Trump Administration Argues Mulvaney Is Proper CFPB Chief

Trump Administration Argues Mulvaney Is Proper CFPB Chief
December 18, 2017 Marketing GrafWebCUSO

Mick Mulvaney is the properly appointed interim director of the CFPB, Justice Department attorneys argued Monday.

In documents filed in U.S. District Court for the District of Columbia, the attorneys asked U.S. District Judge Timothy Kelly to reject the argument of agency Deputy Director Leandra English that she should be running the agency.

Mulvaney, the director of the Office of Management and Budget, was President Trump’s choice to run the CFPB after Director Richard Cordray resigned. Cordray had tried to install English as acting director before he resigned—citing a section of Dodd-Frank that says the deputy serves when the director is absent or unavailable.

English filed suit in an effort to block Mulvaney from taking control of the CFPB.
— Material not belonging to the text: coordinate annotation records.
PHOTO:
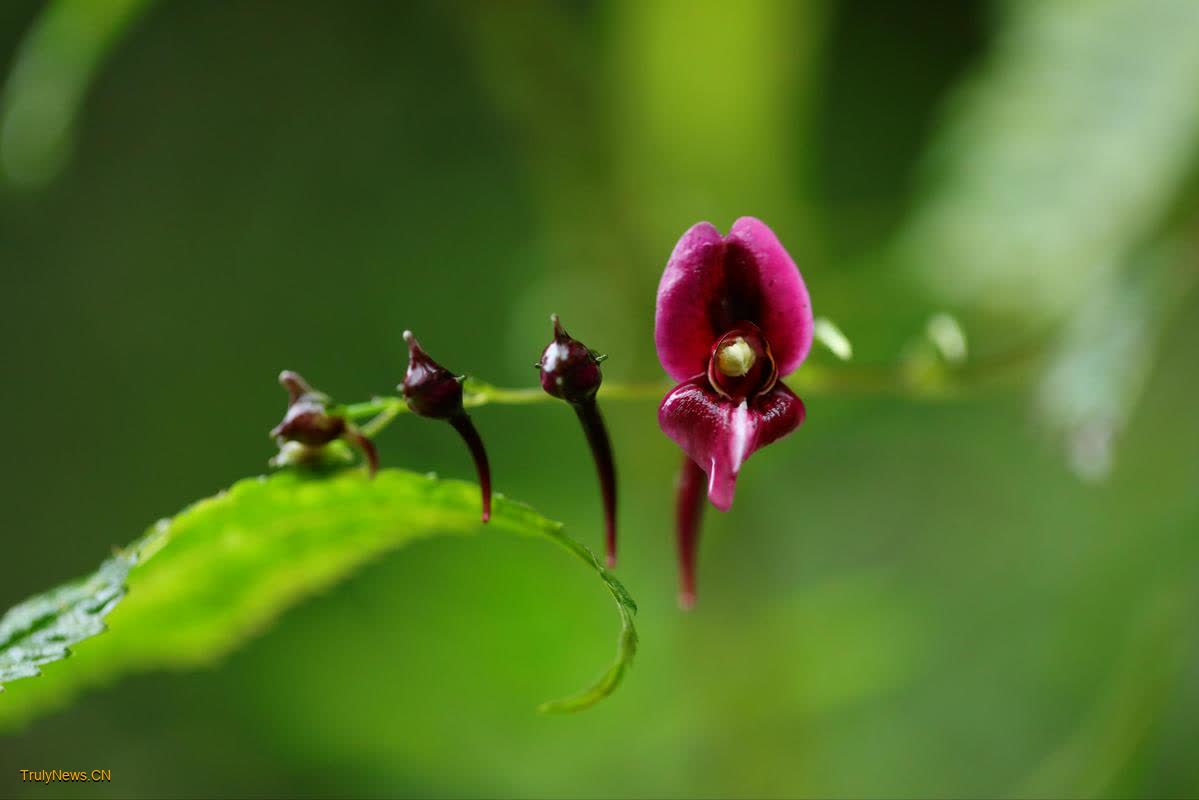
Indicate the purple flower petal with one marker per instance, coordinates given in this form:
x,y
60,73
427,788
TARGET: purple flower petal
x,y
719,435
784,312
682,325
714,282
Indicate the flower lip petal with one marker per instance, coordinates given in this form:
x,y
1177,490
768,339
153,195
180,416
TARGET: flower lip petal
x,y
719,435
784,308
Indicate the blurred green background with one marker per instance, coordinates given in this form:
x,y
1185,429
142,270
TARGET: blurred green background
x,y
976,581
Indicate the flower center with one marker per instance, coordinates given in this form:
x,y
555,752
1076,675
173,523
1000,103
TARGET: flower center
x,y
741,366
735,359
However, the Trump Administration has argued that under the Federal Vacancies Act, the president has the power to appoint an acting agency head as long as that person already has been confirmed by the Senate for another position.

Justice Department attorneys Monday accused Cordray of bureaucratic sleight-of-hand, saying that he ran the agency for two years without appointing an executive director. Then in the waning hours of his last day in office, he appointed English, his chief of staff as deputy director.

“He made no secret of the fact that this action was an attempt to hand-select his successor,” the attorneys contend.

“Mulvaney, as the Senate-confirmed Director of OMB, is eligible to serve as Acting Director,” the Justice attorneys said. “The text of the Dodd-Frank Act does not say otherwise.”

Also on Monday, the Republican state attorneys general from 13 states filed a brief supporting the administration’s argument.

They said that the director of the CFPB has an extraordinary amount of power.

“Any federal official who wields that level of power should be appointed by the President—not by Congress, and certainly not by an unaccountable federal bureaucrat,” they said.

Attorneys generals filing the brief are from the states of Texas, West Virginia, Alabama, Arizona, Arkansas, Florida, Georgia, Kansas, Louisiana, Michigan, Nebraska, Oklahoma, and South Carolina.

Last week, a group of Democratic state attorneys general filed a brief siding with English.